The leaves are used as a food plant for the larvae of a number of the order Lepidoptera (see List of Lepidoptera that feed on maples). In high concentrations, caterpillars, like the greenstriped mapleworm (Dryocampa rubicunda), can feed on the leaves so much that they cause temporary defoliation of host maple trees. Aphids are also very common sap-feeders on maples, they are a natural part of herbivorous insect communities on maples, though they may become pests when accumulated in large densities.
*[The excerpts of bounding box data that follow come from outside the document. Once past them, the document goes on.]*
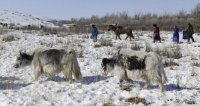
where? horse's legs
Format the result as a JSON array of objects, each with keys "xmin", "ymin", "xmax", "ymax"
[
  {"xmin": 116, "ymin": 34, "xmax": 122, "ymax": 40},
  {"xmin": 125, "ymin": 33, "xmax": 131, "ymax": 40},
  {"xmin": 159, "ymin": 83, "xmax": 164, "ymax": 92}
]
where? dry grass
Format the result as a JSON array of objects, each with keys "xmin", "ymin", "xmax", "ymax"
[
  {"xmin": 102, "ymin": 102, "xmax": 114, "ymax": 106},
  {"xmin": 155, "ymin": 46, "xmax": 182, "ymax": 59},
  {"xmin": 163, "ymin": 59, "xmax": 179, "ymax": 67},
  {"xmin": 184, "ymin": 99, "xmax": 196, "ymax": 105},
  {"xmin": 192, "ymin": 62, "xmax": 200, "ymax": 67},
  {"xmin": 99, "ymin": 38, "xmax": 113, "ymax": 46},
  {"xmin": 120, "ymin": 85, "xmax": 132, "ymax": 91},
  {"xmin": 126, "ymin": 97, "xmax": 146, "ymax": 104},
  {"xmin": 131, "ymin": 43, "xmax": 141, "ymax": 50},
  {"xmin": 1, "ymin": 35, "xmax": 17, "ymax": 42}
]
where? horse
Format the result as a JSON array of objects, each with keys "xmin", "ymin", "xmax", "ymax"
[
  {"xmin": 14, "ymin": 49, "xmax": 82, "ymax": 82},
  {"xmin": 101, "ymin": 49, "xmax": 167, "ymax": 92},
  {"xmin": 108, "ymin": 25, "xmax": 134, "ymax": 40}
]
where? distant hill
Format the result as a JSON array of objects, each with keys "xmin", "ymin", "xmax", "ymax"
[{"xmin": 0, "ymin": 10, "xmax": 55, "ymax": 27}]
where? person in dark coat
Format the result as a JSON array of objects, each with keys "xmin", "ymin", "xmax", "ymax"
[
  {"xmin": 172, "ymin": 25, "xmax": 179, "ymax": 43},
  {"xmin": 153, "ymin": 24, "xmax": 161, "ymax": 43},
  {"xmin": 187, "ymin": 23, "xmax": 194, "ymax": 42},
  {"xmin": 90, "ymin": 25, "xmax": 99, "ymax": 42}
]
In horticultural applications a dimethoate spray will solve this.

Aphid abundance has been shown to depend on tree condition and host species.Different maple species support distinct insect communities, one study found that aphid populations were much more abundant on Sycamore maple and lower on Norway maple.Variations in tree health and pest populations are also closely linked as both are influenced by environmental conditions; factors such as urban stress, drought, soil conditions, and pollution can affect tree vitality and alter insect abundance.This relationship is consistent with the plant stress hypothesis which proposes that environmental stress can modify plant defences and, in some cases, increase susceptibility to herbivorous insects.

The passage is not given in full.